Financial news was the most successful source of correlation overall, with more than one in five companies price movement being significantly correlated with financial news sentiment. They ranged from famous companies like Microsoft to more obscure companies like Southern Company. Similar to Twitter it would be worth examining different time-scales, but there are other things to look at as well. This paper focused on a single source of financial news and although Forbes is a very influential publication, there are many more publications that are just as prestigious as Forbes. By scraping articles from the same day from more publications a researcher could examine the impact of each individual story on prices or could combine all news into one and examine the effect of the collective of news.

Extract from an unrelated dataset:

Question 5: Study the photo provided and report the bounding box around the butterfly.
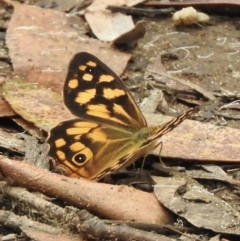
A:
[47,52,197,180]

Time lagged cross correlation had no real pattern of positive or negative correlation, but in general the strength of the correlation suggested price impacts sentiment, with one key exception: the 2020 relative returns vs Twitter and Forbes. It is not particularly strong, and there is no pattern to the number of days, but there is some evidence, and this presents itself as an opportunity for further research. The economic impact of the 2020 coronavirus crisis is ongoing in most countries, and with more data it could be made clear whether this phenomenon continues or even gets stronger. Data could also be gathered from the 2008 financial crisis, although this may not be able to assess the impact of Twitter as Twitter was in its infancy at the time, or during local economic shocks like the 2016 EU Referendum in the UK. It may be that sentiment analysis is most useful in such troubled economic times as investors get nervous and anticipate bad news.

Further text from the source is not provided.